Relics is a multifaceted artistic project based around a recurring series of short term, public-access, site-specific art installations. For the last 10 years the visual artist Matt Wright has been living in, documenting and drawing creative inspiration from the beautiful and varied landscapes of Wales. Relics will showcase his unique view on these landscapes through the first large-scale implementation of his 360º photospherical practice, where he presents high definition 360º panoramic photographs as spherical sculptures back at their exact point of capture.
For the project Matt will be visiting a number of historically relevant Cadw sites across Wales. At each location he will capture a large number of panoramic views and from these initial shoots a number of photospherical sculptures will be produced. He will then return to each selected site to install the chosen ‘viewpoint’ back at its source, allowing the visiting public to reflect upon the environments concerned and on photography’s place as a recording mechanism. During these installations Matt will extensively document the Photospheres in-situ through a variety of capture techniques. Finally the Photospheres will be brought together alongside the documentation to create a large scale touring visual arts exhibition.
The project has been designed to inspire and surprise audiences, using an innovative and accessible art form to provide a unique reflection upon the beautiful and varied historical ruins of Wales.
Matt Wright is a Cardiff based visual artist who explores lens based techniques to question human visual perception. He studied Photographic Art at the University of Wales and since graduating has dedicated the majority of his practice to exploring the creative potential of 360º imagery. Matt was a founding member of Punctum Photographic (a marketing and services co-operative for freelance photographers) and Urban Reaction Research Lab (an interactive arts agency) before recently establishing 4Pi Productions (a multimedia production company specialising in the creative utilisation of 360º). Alongside his creative partner Janire Najera he conceived & developed the far reaching Ghosts in Armour project and the award winning Dance Dome platform.
Matt conceived the Relics project as an opportunity to extend his practice firmly into the public domain. Although he has produced and installed around 10 photospheres across continents, they have always either been in hard to access or out of bounds locations. Due to this they have rarely been witnessed in-situ and have therefore existed more within their documentation. Relics will allow these captivating forms to be witnessed in the context of the environments that created them.

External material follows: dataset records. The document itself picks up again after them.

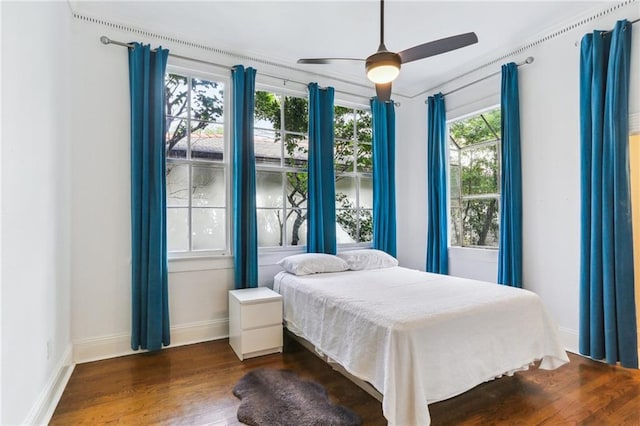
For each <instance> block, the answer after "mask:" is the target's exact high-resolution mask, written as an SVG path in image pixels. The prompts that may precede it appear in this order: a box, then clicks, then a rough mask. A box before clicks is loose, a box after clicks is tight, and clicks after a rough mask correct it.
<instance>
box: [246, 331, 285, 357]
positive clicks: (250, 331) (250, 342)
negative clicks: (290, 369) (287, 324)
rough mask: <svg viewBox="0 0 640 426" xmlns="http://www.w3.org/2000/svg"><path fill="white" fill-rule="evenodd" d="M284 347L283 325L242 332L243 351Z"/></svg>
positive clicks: (248, 350) (271, 348)
mask: <svg viewBox="0 0 640 426" xmlns="http://www.w3.org/2000/svg"><path fill="white" fill-rule="evenodd" d="M280 347H282V326H281V325H274V326H271V327H264V328H256V329H255V330H248V331H245V332H244V333H242V352H244V353H245V354H249V353H251V352H258V351H262V350H265V349H274V348H280Z"/></svg>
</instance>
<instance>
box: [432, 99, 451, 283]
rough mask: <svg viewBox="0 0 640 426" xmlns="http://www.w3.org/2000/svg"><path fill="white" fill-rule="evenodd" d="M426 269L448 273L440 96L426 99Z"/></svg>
mask: <svg viewBox="0 0 640 426" xmlns="http://www.w3.org/2000/svg"><path fill="white" fill-rule="evenodd" d="M427 105H428V106H427V114H428V117H427V125H428V136H427V164H428V167H427V209H428V212H429V216H428V224H427V268H426V270H427V272H434V273H437V274H448V273H449V253H448V245H449V236H448V233H447V231H448V229H449V227H448V225H447V218H448V215H447V213H448V212H447V164H448V162H447V136H446V129H447V115H446V110H445V105H444V96H443V95H442V93H438V94H436V95H434V96H429V98H428V99H427Z"/></svg>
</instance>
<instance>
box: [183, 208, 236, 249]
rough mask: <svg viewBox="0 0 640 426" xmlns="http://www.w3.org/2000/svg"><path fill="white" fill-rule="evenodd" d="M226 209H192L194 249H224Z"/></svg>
mask: <svg viewBox="0 0 640 426" xmlns="http://www.w3.org/2000/svg"><path fill="white" fill-rule="evenodd" d="M225 224H226V219H225V210H224V209H209V208H193V209H191V236H192V247H191V249H192V250H224V249H225V248H226V245H227V244H226V238H225Z"/></svg>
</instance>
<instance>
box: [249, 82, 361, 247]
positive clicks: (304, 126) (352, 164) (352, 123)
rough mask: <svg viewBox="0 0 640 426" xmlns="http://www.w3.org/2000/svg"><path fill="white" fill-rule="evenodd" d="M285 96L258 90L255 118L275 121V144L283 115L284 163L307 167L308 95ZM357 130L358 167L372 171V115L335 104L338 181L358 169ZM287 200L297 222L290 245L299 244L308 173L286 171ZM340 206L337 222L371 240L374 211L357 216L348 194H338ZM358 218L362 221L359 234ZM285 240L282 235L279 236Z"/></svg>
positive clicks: (280, 126)
mask: <svg viewBox="0 0 640 426" xmlns="http://www.w3.org/2000/svg"><path fill="white" fill-rule="evenodd" d="M281 102H282V98H281V97H280V96H278V95H276V94H274V93H270V92H256V103H255V118H256V119H257V120H265V121H268V122H270V123H272V125H273V128H274V130H275V140H274V143H279V142H280V140H281V138H282V135H281V132H282V116H283V115H284V131H285V135H284V149H285V152H286V154H287V158H286V159H285V165H286V166H289V167H295V168H299V169H301V170H304V169H305V168H306V160H304V161H300V160H299V158H300V157H302V158H305V159H306V156H307V155H308V148H307V146H306V144H303V143H301V142H303V141H305V138H306V136H304V135H305V134H306V133H307V131H308V126H309V121H308V116H309V113H308V101H307V99H305V98H297V97H292V96H286V97H284V106H282V105H281ZM354 132H355V134H356V137H357V140H358V142H359V143H358V144H357V147H358V148H357V149H358V151H357V167H358V170H359V171H371V170H372V159H371V154H372V153H371V138H372V137H371V114H370V113H369V112H367V111H359V110H356V113H355V114H354V109H353V108H346V107H342V106H336V107H335V109H334V135H335V144H334V146H335V148H334V152H335V155H334V161H335V163H334V167H335V172H336V176H337V180H340V179H341V178H342V177H341V174H342V173H348V172H353V171H355V169H354V158H355V157H356V152H355V150H356V144H355V143H354V141H353V137H354ZM286 175H287V195H286V197H287V200H288V202H289V206H290V208H289V210H288V213H287V218H286V219H287V220H288V219H289V218H290V217H291V216H292V215H293V216H294V218H295V219H294V222H293V227H292V230H291V233H292V235H291V244H292V245H297V244H298V242H299V241H300V238H299V235H298V232H299V230H300V228H301V225H302V224H303V223H304V221H305V220H306V218H307V211H306V208H305V205H306V202H307V198H308V176H307V174H306V173H295V172H287V174H286ZM336 201H337V204H338V205H339V207H338V208H340V209H344V210H342V211H341V213H339V214H338V215H337V217H336V219H337V222H338V224H340V226H342V228H343V229H345V231H346V232H347V233H349V235H350V236H351V237H352V238H353V239H354V241H370V240H371V238H372V234H373V226H372V223H373V220H372V217H371V212H370V211H368V210H365V211H361V213H360V217H359V218H358V217H357V212H356V208H355V206H354V205H353V203H352V202H351V201H350V200H349V199H348V198H347V195H346V194H343V193H337V194H336ZM358 221H360V225H359V227H360V228H359V229H360V235H359V236H358ZM280 241H282V237H281V238H280Z"/></svg>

His practice often concerns itself with exploring the boundaries between human perception and the technological constraints of the recorded image. He uses techniques such as timelapse, slow-motion, light painting or extended exposure to question our perception of time or to make the invisible visible and he uses High Dynamic Range or 360º/Gigapixel/Fulldome capture to extend past the restrictions of human perception, opening up colour information or fields of view previously unatainable and thus new to our visual language.
“As a visual artist I am often drawn towards environments that have been lost or forgotten. There is something powerful to me in the emotive resonance of spaces left behind that have become redundant from their original use. I love photography’s ability to alter our understanding of the world and actively seek out the discrepancies between our own & a cameras capacity to record and see the world.
The Photospheres are a captivating new art-form developed over the last 10 years here in Wales. The artform was originally conceived in 2005 between Matt Wright & Chris George when the two began an artistic collaboration under the moniker WrightGeorge. Both Artists were studying at the University of Wales and experimenting with the potential of panoramic & spherical image capture and presentation and upon graduating began the development of the medium towards its current form.
Since 2008, Matt has been continuing the evolution of the artform alone, concentrating on the mediums unique attributes when the spheres are placed back at their individual points of conception. Site specific installations have been undertaken in locations as diverse as the top of an abandoned Blast Furnace in Northern Spain, pre & post demolition steel landscapes in Newport, windswept slot canyons in Utah, high mountain plateaus in Colorado & within historically relevant buildings in Los Alamos, New Mexico.
Matt is the only artist currently working worldwide exploring this unique photographic format and he is delighted to be engaging with and showcasing the landscapes which have so inspired him during the photospheres development.
In the simplest terms, the Photospheres are a full 360º photograph presented back in a spherical form. To create each sphere, a number of photographs are taken looking outwards from a fixed position in all directions, and these separate images are then digitally combined to create a master panorama which contains all the visual information possible from one point in space. These Master images are then distorted and separated into flat printed gores before being physically constructed into their final spherical form.
For capture, Matt uses a specialised panoramic head combined with a professional DSLR and a range of optics to shoot each image in high dynamic range. This is when a number of varying exposures are captured and combined to display more colour information then is possible within a single photographic exposure. By combining various exposures, the resulting images are able to display more visual information then we are accustomed to seeing in contemporary photography Each image that appears on a sphere can contain anything between 72 & 342 individual images and capturing these can take anywhere between 3 minutes and an hour. To date there have been 9 photospheres produced for the Relics project which vary in size between 1.3m and 4m in diameter. This results in the final printed surface areas ranging between the smallest at 5m2 & the largest at over 50m2, which is by far the largest print that Matt has ever produced.